Crossing my legs, I sit and face her. “What do you need?”

She looks at me. Long. Is it a silent answer?

“The truth is,” she swallows, “I fear I will only find out when I release my last breath. Everett knew, that’s why we’re both on this path together.”

She’s changing subjects.

Frustrated, I cast my eyes forward and scan her training field. It’s ideal for keeping her hidden. Tucked down in the middle of a valley shielded by towering rose bushes. A manicured cage.

If it weren’t trapping her, I’d be in awe of the magic. Instead, I contemplate the amount of fire required to destroy it.

I could do it. I’d burn through my first supply, needing a second dose of human blood to fuel me up again. Drinking blood back to back after magic has been depleted is safe; there is no risk of bloodlust.

With an annoyed sigh, Selene closes her eyes. “It’s clear you want to chit-chat, so do it, Titus.” Her walls are back up.

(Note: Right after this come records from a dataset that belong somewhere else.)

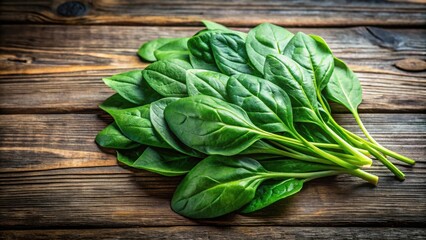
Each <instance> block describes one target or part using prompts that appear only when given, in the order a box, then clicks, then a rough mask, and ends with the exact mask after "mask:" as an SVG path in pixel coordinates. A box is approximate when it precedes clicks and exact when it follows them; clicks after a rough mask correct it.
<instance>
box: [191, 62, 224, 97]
mask: <svg viewBox="0 0 426 240" xmlns="http://www.w3.org/2000/svg"><path fill="white" fill-rule="evenodd" d="M228 79H229V77H228V76H226V75H224V74H222V73H218V72H213V71H206V70H199V69H193V70H188V71H186V86H187V87H188V95H189V96H195V95H207V96H211V97H215V98H219V99H222V100H226V99H227V98H228V97H227V94H226V83H227V82H228Z"/></svg>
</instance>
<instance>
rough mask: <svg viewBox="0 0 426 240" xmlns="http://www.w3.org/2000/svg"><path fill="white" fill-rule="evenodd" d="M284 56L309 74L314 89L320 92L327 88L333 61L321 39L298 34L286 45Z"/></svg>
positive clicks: (330, 51)
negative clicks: (285, 56) (310, 76)
mask: <svg viewBox="0 0 426 240" xmlns="http://www.w3.org/2000/svg"><path fill="white" fill-rule="evenodd" d="M284 55H285V56H287V57H289V58H291V59H293V60H294V61H295V62H297V63H298V64H300V66H302V67H303V68H304V69H305V70H306V71H307V72H308V73H309V75H310V76H311V79H312V80H313V81H314V84H315V88H318V89H319V90H320V91H321V90H322V89H324V88H325V87H326V86H327V83H328V81H329V80H330V77H331V74H332V73H333V69H334V60H333V54H332V53H331V50H330V48H329V47H328V46H327V44H326V43H325V41H324V40H323V39H322V38H320V37H317V36H313V35H312V36H309V35H306V34H304V33H301V32H299V33H297V34H296V35H295V36H294V37H293V38H292V39H291V40H290V42H289V43H288V44H287V46H286V48H285V50H284Z"/></svg>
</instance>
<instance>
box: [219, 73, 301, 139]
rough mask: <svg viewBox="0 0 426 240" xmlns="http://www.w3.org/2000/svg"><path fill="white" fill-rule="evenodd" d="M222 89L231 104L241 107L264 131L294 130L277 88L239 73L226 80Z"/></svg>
mask: <svg viewBox="0 0 426 240" xmlns="http://www.w3.org/2000/svg"><path fill="white" fill-rule="evenodd" d="M226 90H227V92H228V96H229V98H230V100H231V102H232V103H234V104H236V105H238V106H240V107H241V108H243V109H244V110H245V111H246V112H247V115H248V116H249V118H250V120H251V121H252V122H253V123H254V124H255V125H256V126H258V127H259V128H261V129H263V130H265V131H268V132H289V133H292V132H293V131H294V127H293V113H292V109H291V102H290V99H289V97H288V96H287V94H286V93H285V92H284V91H283V90H282V89H281V88H280V87H278V86H277V85H275V84H273V83H272V82H269V81H266V80H264V79H261V78H258V77H255V76H252V75H247V74H239V75H234V76H232V77H231V78H230V79H229V81H228V84H227V85H226Z"/></svg>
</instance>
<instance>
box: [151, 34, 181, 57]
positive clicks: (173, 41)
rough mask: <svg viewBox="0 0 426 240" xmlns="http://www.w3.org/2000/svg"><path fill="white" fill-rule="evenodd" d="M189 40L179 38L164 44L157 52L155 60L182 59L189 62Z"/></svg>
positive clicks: (157, 50) (155, 56)
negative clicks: (166, 43) (167, 59)
mask: <svg viewBox="0 0 426 240" xmlns="http://www.w3.org/2000/svg"><path fill="white" fill-rule="evenodd" d="M188 40H189V38H179V39H177V40H175V41H172V42H169V43H167V44H164V45H163V46H162V47H160V48H158V49H157V50H155V52H154V55H155V58H157V60H166V59H182V60H185V61H189V50H188Z"/></svg>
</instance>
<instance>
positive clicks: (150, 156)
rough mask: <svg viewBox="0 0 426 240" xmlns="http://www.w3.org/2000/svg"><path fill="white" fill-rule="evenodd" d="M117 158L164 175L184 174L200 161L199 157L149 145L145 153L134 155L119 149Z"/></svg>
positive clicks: (192, 167)
mask: <svg viewBox="0 0 426 240" xmlns="http://www.w3.org/2000/svg"><path fill="white" fill-rule="evenodd" d="M138 154H139V155H138ZM117 159H118V160H119V161H120V162H122V163H124V164H126V165H128V166H130V167H132V168H137V169H143V170H147V171H150V172H154V173H158V174H161V175H163V176H180V175H184V174H186V173H188V172H189V171H190V170H191V169H192V168H193V167H194V166H195V165H196V164H197V163H198V162H199V159H197V158H194V157H190V156H187V155H184V154H181V153H179V152H176V151H173V150H168V149H157V148H152V147H147V148H146V149H145V150H144V151H143V153H140V152H138V153H136V154H132V155H130V154H129V153H127V154H126V153H124V152H122V151H118V152H117Z"/></svg>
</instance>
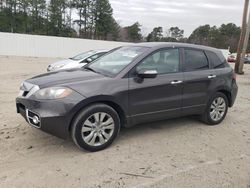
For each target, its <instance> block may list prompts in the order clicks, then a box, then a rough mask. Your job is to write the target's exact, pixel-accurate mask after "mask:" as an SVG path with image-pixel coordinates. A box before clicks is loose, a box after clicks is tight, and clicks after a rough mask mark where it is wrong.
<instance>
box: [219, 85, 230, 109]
mask: <svg viewBox="0 0 250 188" xmlns="http://www.w3.org/2000/svg"><path fill="white" fill-rule="evenodd" d="M217 92H220V93H223V94H224V95H225V96H226V97H227V100H228V106H229V107H232V100H231V92H230V91H229V90H227V89H219V90H217Z"/></svg>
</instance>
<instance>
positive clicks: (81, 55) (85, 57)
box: [70, 50, 96, 61]
mask: <svg viewBox="0 0 250 188" xmlns="http://www.w3.org/2000/svg"><path fill="white" fill-rule="evenodd" d="M95 53H96V51H94V50H91V51H87V52H84V53H81V54H78V55H76V56H74V57H72V58H70V59H72V60H74V61H78V60H82V59H85V58H87V57H89V56H91V55H94V54H95Z"/></svg>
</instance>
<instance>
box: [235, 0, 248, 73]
mask: <svg viewBox="0 0 250 188" xmlns="http://www.w3.org/2000/svg"><path fill="white" fill-rule="evenodd" d="M248 5H249V0H245V4H244V11H243V18H242V27H241V34H240V41H239V44H238V49H237V58H236V62H235V66H234V71H235V73H239V66H240V59H241V51H242V48H243V43H244V38H245V34H246V24H247V12H248Z"/></svg>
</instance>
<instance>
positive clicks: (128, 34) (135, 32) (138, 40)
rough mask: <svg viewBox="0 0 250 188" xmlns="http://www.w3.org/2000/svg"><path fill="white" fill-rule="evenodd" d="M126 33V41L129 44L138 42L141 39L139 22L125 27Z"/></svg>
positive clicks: (137, 22) (139, 40)
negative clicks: (127, 40)
mask: <svg viewBox="0 0 250 188" xmlns="http://www.w3.org/2000/svg"><path fill="white" fill-rule="evenodd" d="M126 29H127V32H128V39H129V41H130V42H139V41H141V39H142V35H141V25H140V24H139V22H136V23H134V24H133V25H131V26H128V27H126Z"/></svg>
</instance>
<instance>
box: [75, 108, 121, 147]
mask: <svg viewBox="0 0 250 188" xmlns="http://www.w3.org/2000/svg"><path fill="white" fill-rule="evenodd" d="M119 129H120V119H119V116H118V114H117V112H116V111H115V110H114V109H113V108H111V107H110V106H108V105H105V104H95V105H92V106H89V107H87V108H86V109H84V110H83V111H81V112H80V113H79V114H78V115H77V117H76V118H75V120H74V122H73V126H72V131H71V136H72V139H73V141H74V142H75V144H76V145H77V146H78V147H79V148H80V149H85V150H88V151H99V150H102V149H105V148H107V147H108V146H109V145H110V144H112V142H113V141H114V139H115V138H116V137H117V135H118V132H119Z"/></svg>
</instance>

“How do you think everything is going?” I ask.

How do you remain strong, neglecting the heat within us that ignites when our eyes connect?

“Don’t tell me you’re the type of man that needs to be praised and worshiped.” She flicks her long hair off her shoulder.

“I’m not.” I smirk, but it deflates like a cake pulled too early from the oven.

The words fly out before I can stop them.

“Your walls are so hardened, I fear no amount of screams or hushed whispers can penetrate you, Selene. I lay awake at night, formulating the correct way to arrange my words for you, because every time I ask you something, you act like I’m stealing the crown from your head.

” I flash my fangs. “Why is it so hard for you to speak to me like we’re friends? ”

She looks away as if I had slapped her. “Friends are uncovered enemies, Titus,” she mutters.

Closing my eyes, I massage my forehead, hoping I can push out the throbbing pressure.

“If you are sick, then it’s best to vomit it all out, Titus. Say what else needs to be said so we can move on.”